Jeder dieser Episoden ging eine straffere Politik der Federal Reserve (Fed) voraus. Doch trotz einer sehr schnellen und sehr aggressiven Straffung der Geldpolitik im vergangenen Jahr funktionieren die Finanzmärkte jedoch auch heute noch gut. Ist es sinnvoll, dass sich die Anleger Sorgen machen, dass der nächste Tropfen das Fass zum Überlaufen bringen könnte?
Wir denken nein.
Es stimmt zwar, dass in der Vergangenheit Zinserhöhungen den Finanzkrisen vorausgingen, aber die Ursachen waren umfassender. Steigende Zinsen haben nur dann zu Brüchen geführt, wenn sie mit einer Schwachstelle einhergingen: Banken und andere Wirtschaftsakteure, die niedrige Zinsen und günstige Marktbedingungen ausnutzen, um ihre Bilanzen im Streben nach höheren Erträgen aufzublähen (Abbildung).

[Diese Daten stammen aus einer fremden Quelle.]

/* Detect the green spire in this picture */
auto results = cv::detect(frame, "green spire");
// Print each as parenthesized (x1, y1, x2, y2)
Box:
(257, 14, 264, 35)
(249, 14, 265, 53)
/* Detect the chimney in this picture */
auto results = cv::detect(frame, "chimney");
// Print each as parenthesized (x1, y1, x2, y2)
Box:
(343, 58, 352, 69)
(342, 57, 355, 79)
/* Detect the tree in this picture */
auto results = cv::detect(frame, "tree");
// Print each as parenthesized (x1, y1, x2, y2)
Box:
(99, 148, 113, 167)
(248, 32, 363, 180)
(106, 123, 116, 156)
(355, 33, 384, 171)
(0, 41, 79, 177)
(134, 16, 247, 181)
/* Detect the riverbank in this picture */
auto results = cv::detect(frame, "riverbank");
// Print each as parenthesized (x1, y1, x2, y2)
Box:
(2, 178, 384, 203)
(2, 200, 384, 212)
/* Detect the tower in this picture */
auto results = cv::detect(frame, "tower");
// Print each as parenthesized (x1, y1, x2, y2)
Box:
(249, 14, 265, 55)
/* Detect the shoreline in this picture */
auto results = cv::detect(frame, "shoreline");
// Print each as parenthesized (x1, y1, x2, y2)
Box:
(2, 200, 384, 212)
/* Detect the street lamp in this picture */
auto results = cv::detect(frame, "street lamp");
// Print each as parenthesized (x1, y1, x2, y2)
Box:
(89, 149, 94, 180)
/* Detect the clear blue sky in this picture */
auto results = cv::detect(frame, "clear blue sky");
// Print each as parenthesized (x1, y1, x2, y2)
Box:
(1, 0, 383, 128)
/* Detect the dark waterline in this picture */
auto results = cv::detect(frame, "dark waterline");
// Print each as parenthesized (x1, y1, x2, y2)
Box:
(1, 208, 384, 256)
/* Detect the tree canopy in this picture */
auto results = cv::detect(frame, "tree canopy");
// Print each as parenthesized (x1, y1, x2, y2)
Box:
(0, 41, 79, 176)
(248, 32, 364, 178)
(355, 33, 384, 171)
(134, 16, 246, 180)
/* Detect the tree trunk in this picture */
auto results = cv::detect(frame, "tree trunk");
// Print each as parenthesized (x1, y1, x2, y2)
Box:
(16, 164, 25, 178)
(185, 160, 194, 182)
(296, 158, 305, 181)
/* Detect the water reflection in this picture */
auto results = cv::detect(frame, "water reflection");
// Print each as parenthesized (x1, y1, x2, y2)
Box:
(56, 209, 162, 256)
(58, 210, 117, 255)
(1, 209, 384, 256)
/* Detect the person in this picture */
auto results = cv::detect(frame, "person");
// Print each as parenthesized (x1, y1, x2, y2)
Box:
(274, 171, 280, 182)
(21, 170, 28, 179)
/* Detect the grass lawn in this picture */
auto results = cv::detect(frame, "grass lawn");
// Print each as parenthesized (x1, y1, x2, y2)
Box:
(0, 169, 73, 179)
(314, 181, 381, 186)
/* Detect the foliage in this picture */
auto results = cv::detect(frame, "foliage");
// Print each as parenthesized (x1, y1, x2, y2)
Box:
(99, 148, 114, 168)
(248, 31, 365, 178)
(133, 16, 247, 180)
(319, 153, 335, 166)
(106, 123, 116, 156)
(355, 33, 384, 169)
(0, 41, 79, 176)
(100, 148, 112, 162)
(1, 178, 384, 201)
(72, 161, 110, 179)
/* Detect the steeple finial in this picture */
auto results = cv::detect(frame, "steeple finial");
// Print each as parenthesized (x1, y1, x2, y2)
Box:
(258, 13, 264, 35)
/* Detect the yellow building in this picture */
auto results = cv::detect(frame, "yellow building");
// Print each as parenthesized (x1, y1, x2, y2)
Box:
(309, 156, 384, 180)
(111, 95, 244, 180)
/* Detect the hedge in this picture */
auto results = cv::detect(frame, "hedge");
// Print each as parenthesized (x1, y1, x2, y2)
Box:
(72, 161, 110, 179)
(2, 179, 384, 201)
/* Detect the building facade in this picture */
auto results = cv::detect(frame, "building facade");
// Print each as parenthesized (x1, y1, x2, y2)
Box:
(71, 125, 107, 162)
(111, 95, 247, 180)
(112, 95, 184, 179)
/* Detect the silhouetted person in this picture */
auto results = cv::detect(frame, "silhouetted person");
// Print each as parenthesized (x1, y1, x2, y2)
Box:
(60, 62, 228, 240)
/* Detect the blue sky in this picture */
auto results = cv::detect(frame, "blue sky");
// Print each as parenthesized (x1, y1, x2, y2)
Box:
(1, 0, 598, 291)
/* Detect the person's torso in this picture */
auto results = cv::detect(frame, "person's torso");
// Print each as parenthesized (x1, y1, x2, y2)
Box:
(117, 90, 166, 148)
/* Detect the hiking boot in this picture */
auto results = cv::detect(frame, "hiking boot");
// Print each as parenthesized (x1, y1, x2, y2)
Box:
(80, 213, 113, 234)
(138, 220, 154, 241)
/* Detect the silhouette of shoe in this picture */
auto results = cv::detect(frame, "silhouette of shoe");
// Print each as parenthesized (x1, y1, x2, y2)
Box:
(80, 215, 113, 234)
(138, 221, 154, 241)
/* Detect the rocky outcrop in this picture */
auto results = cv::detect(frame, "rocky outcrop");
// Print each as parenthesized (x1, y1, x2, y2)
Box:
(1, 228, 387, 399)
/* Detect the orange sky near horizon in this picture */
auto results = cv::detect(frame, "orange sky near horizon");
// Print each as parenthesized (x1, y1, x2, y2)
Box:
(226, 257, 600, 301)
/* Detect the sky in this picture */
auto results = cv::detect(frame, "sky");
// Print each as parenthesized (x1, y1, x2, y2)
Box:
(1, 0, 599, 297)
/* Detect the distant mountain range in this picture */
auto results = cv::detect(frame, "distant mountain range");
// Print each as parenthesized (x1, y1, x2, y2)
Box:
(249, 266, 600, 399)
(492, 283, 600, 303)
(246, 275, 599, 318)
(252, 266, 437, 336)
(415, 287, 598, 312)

Der bemerkenswerte Anstieg der Verschuldung im Finanz- und Hypothekensektor in den Jahren vor der globalen Finanzkrise hat viel Zunder geliefert, der eine tiefgreifende Krise entfachte.
Tatsächlich wurde in jedem früheren Zyklus der Verschuldungsgrad in
einer Weise erhöht, der es wahrscheinlicher machte, dass Zinserhöhungen
die Auswüchse verstärkten.
Die Rolle des Finanzsektors kann gar nicht hoch genug eingeschätzt
werden: Hier werden kleine Brände zu großen Bränden, da er Krisen direkt
an die Märkte und die Realwirtschaft weiterleiten kann. Im aktuellen
Zyklus ist die Verschuldungsquote des Finanzsektors im Verhältnis zum
Bruttoinlandsprodukt (BIP) von allen Sektoren am stärksten
zurückgegangen (Abbildung), sodass die Verschuldung in diesem Segment nicht so übermäßig hoch ist wie in früheren Zyklen.

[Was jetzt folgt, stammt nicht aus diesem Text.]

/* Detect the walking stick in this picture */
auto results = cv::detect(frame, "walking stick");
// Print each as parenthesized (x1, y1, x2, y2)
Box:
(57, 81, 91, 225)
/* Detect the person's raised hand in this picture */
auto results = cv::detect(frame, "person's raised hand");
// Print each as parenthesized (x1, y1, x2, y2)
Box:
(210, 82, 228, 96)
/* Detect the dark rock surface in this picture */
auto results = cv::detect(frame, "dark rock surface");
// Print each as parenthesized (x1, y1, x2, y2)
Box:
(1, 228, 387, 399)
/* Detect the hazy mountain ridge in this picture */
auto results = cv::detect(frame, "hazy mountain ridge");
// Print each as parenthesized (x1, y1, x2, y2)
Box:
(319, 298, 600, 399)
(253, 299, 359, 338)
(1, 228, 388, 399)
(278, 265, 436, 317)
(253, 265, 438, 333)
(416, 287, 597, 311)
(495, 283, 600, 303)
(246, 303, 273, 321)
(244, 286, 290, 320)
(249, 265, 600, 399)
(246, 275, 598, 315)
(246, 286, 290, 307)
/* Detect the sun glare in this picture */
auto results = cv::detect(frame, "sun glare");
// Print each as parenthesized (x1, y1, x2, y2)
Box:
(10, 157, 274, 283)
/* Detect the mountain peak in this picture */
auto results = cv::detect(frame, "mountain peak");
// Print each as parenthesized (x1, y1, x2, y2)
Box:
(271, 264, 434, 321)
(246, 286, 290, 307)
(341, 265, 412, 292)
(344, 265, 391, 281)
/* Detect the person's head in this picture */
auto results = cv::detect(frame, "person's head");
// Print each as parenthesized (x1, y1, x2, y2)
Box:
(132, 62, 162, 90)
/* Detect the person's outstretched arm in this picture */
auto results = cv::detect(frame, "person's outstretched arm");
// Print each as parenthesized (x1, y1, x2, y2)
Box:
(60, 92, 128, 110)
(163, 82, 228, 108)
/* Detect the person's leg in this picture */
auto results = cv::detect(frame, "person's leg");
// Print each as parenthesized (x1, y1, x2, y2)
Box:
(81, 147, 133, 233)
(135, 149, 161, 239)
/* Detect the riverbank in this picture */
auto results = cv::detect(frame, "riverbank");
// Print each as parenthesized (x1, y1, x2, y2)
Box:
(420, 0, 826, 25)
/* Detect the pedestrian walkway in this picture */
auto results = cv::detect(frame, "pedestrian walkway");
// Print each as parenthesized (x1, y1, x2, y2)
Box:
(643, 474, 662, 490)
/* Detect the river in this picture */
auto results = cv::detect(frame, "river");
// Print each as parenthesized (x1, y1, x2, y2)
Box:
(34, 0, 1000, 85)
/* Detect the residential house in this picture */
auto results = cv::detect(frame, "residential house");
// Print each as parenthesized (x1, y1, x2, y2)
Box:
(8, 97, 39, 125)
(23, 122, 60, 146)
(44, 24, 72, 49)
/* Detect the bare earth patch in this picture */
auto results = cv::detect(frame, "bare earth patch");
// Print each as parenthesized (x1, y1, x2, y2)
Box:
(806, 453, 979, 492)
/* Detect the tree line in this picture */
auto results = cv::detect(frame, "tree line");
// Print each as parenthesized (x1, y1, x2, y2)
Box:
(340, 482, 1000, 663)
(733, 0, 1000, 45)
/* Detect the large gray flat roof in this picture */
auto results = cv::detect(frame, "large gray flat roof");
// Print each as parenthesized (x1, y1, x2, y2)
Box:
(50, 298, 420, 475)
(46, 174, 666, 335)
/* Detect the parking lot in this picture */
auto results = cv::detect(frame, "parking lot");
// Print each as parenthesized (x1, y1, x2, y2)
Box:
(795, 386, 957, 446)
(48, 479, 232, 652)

Die Kombination eines widerstandsfähigeren US-Finanzsektors mit einem robusteren Regulierungssystem macht es unserer Meinung nach sehr viel unwahrscheinlicher, dass die Banken eine umfassendere Krise verursachen oder beschleunigen werden. Die Banken sind nicht die Einzigen, die den Gürtel enger geschnallt haben: Auch andere Sektoren haben Fortschritte bei der Verringerung ihrer Schuldenlast gemacht, nicht zuletzt die privaten Haushalte – vor allem im Hypothekenbereich.

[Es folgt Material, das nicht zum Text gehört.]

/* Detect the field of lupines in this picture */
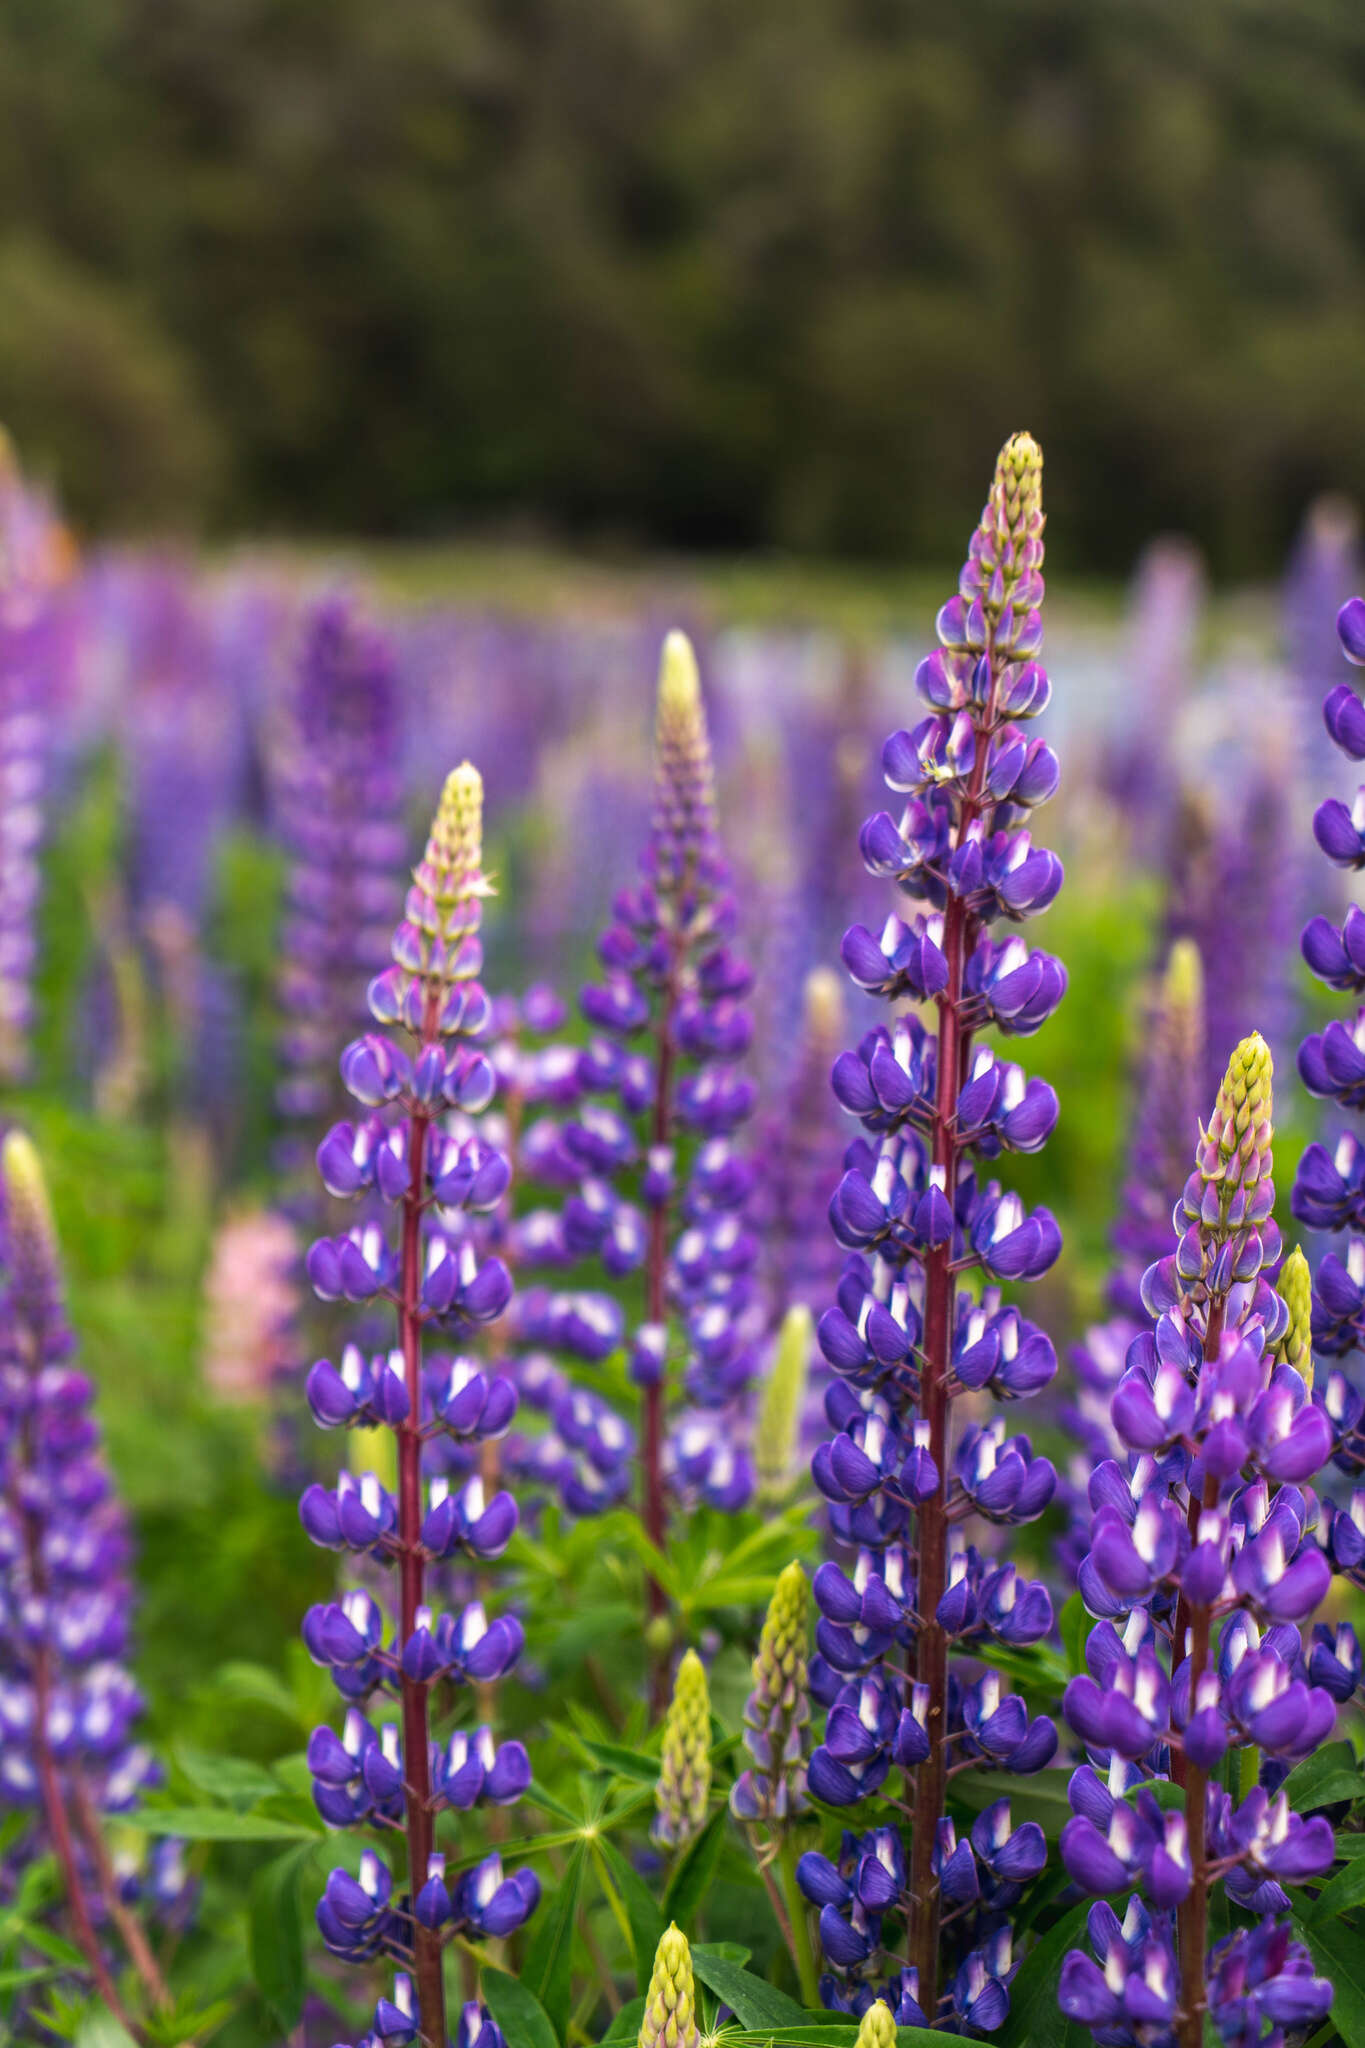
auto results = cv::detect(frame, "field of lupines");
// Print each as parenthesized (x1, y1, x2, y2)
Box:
(4, 425, 1365, 2048)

Die Vergangenheit hat gezeigt, dass die Märkte immer auf übermäßige
Verschuldung achten sollten. Wir sind jedoch der Meinung, dass die
Wahrscheinlichkeit einer solchen Krise jetzt viel geringer ist als in
früheren Phasen. Bisherige Zinserhöhungsrunden folgten auf einen
erheblichen Anstieg der Verschuldung im Verhältnis zum BIP in allen
Sektoren; der aktuelle Zyklus folgt aber auf einen fast 15-jährigen
Schuldenabbau.
Das alles bedeutet nicht, dass eine Krise ausgeschlossen ist, aber
unserer Ansicht nach bedeutet ein weniger anfälliges System, dass die
Wahrscheinlichkeit eines Zusammenbruchs geringer ist. Ein Stresstest hat
sich bereits positiv ausgewirkt: Der Zusammenbruch von Kryptowährungen
hätte weitreichendere Folgen haben können, wenn andere
Wirtschaftsakteure in Kryptowährungen stark gehebelt gewesen wären. Dass
sich der Schaden nicht weiter ausbreitete, zeigt, dass das heutige
US-Finanzsystem besser abgesichert ist.